Why does it seem as soon as you can’t have something you want it? Trick your taste buds into forgetting about meat (at least on Fridays through Lent) with this recipe for Loaded Hummus. It’s customizable, good for you, and easy to make.
Hummus (recipe yields 2 cups)
- 1 can of chickpeas, rinsed
- 3-4 minced garlic cloves
- 1/4 c. tahini
- 2-3 tablespoons of lemon juice
- 1 tablespoon of EVOO
- 1/2 teas. (or to taste) Cumin
- 1/4 teas. of kosher salt
- 2-3 tablespoons of water (optional, depending on desired thickness)
These are just suggestions, have fun with it and add any vegetables you’d like!

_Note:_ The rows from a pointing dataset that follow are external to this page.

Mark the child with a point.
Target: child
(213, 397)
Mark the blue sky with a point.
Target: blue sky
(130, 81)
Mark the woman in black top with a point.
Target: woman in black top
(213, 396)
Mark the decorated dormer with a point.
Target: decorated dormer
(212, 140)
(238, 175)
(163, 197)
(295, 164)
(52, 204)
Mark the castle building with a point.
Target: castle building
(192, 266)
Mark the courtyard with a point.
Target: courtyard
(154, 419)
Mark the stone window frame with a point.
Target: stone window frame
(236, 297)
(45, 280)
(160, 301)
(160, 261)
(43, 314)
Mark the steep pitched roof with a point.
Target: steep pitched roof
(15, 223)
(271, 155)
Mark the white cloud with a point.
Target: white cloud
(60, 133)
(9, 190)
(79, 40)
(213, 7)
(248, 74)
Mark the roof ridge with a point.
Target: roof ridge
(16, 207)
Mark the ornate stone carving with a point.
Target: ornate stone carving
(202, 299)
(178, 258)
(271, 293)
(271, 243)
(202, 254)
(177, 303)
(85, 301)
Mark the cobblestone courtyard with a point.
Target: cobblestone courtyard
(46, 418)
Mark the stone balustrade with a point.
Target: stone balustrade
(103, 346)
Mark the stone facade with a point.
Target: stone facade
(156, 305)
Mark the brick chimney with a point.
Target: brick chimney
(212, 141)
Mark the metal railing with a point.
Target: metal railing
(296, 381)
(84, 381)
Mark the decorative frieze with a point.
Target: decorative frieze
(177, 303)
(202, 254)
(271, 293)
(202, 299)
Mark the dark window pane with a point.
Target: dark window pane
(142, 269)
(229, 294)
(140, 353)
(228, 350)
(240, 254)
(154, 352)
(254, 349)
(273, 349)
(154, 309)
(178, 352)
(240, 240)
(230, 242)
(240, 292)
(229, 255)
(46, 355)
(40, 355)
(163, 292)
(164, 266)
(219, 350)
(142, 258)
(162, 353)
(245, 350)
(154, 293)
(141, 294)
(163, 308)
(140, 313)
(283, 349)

- Quartered – Halved red onion, diced
- 1/4 c. chopped olives of your choice
- 1/4 c. chopped cucumber
- 1/4 c. canned (rinsed) chickpeas
- 1/4 – 1/2 c. quartered grape or cherry tomatoes
- 2-3 tablespoons of feta
- EVOO to finish
A food processor or blender is required.
- Blend your garlic, tahini, lemon juice, EVOO, cumin, and kosher salt in a food processor. Scrape down sides with a spatula to ensure there aren’t any large pieces of garlic.
- Add in half of your chickpeas, and blend. Scrape down sides with a spatula. Add in the remaining half.
- Once blended, assess the thickness; if it’s too thick, add a tablespoon of water, and blend. The desired consistency you’re looking for is a thick batter. You want your hummus to stick to whatever vessel you’re using to transport it into your mouth (pita, carrots, celery, pretzels, etc.).
- Transfer your hummus to a shallow (1-inch deep), wide bowl or plate and distribute evenly.
- Top your hummus and finish with a drizzle of EVOO.